As I said, I'm looking for suggestions about an overall architecture to pursue. Thanks in advance.

Rather than elaborate more on the things I've considered,

Sounds like a lot of bother to me to go to that length as I am doing all that on a single Prop now and I still have at least 5 cogs and memory to spare! What exactly are you trying to do then?

ags · 2014-01-08 21:51

I have either a stream of "live" data (from a WizNet Ethernet module) or data stored on an SD Card. I need to take that data, decompress/reformat it and then send it out using a proprietary (not mine) protocol (that is, bit-banging) with precise timing. I'm limited by the maximum possible speed of reading one bit at a time with SPI (two instructions per bit read). I was thinking that if I could use the speed of an SBC for Ethernet and/or SD Card data, and send that to the Propeller in a parallel bus (8 bits wide, maybe) then I could increase the amount of data I'm able to process on the Propeller (I would free up 4 cogs by not running the web server or Ethernet driver or SD card driver or audio codec driver) and divide the extra data-in among double the number of cogs for output.

Peter Jakacki · 2014-01-08 23:03

ags wrote: »

I have either a stream of "live" data (from a WizNet Ethernet module) or data stored on an SD Card. I need to take that data, decompress/reformat it and then send it out using a proprietary (not mine) protocol (that is, bit-banging) with precise timing. I'm limited by the maximum possible speed of reading one bit at a time with SPI (two instructions per bit read). I was thinking that if I could use the speed of an SBC for Ethernet and/or SD Card data, and send that to the Propeller in a parallel bus (8 bits wide, maybe) then I could increase the amount of data I'm able to process on the Propeller (I would free up 4 cogs by not running the web server or Ethernet driver or SD card driver or audio codec driver) and divide the extra data-in among double the number of cogs for output.
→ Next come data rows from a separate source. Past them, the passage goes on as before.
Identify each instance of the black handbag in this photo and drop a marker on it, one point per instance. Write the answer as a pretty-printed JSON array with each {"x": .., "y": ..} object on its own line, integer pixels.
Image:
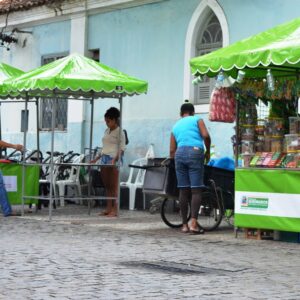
[{"x": 160, "y": 177}]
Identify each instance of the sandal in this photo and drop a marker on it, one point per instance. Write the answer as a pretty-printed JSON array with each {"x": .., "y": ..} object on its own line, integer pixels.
[
  {"x": 196, "y": 230},
  {"x": 103, "y": 213},
  {"x": 185, "y": 229}
]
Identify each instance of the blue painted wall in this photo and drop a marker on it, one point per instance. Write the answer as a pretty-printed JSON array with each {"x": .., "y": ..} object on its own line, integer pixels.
[{"x": 148, "y": 42}]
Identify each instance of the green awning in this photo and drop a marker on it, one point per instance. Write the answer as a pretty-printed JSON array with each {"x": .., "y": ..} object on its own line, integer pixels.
[
  {"x": 277, "y": 48},
  {"x": 74, "y": 75},
  {"x": 7, "y": 71}
]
Am I missing something here? Unlike a single-core processor the Prop has 8 cores so that it can have precise timing on one, Ethernet on another, protocol on another and so on. My Ethernet and SD run on the main Tachyon console cog but even with dedicated cogs there are enough to go around. You don't really need any spare, if it takes all 8 cogs to make it work then the Prop has fulfilled it's requirements. If that's not enough, just add another Prop perhaps.

ags · 2014-01-09 07:35

I have all cogs running with no spare time - every "hold" period for bit-banging output is spent loading more data into cog RAM. If I have to use more than one Propeller to drive more outputs then I will need to replicate data on multiple SD cards, as well as handle synchronization between the two different chips.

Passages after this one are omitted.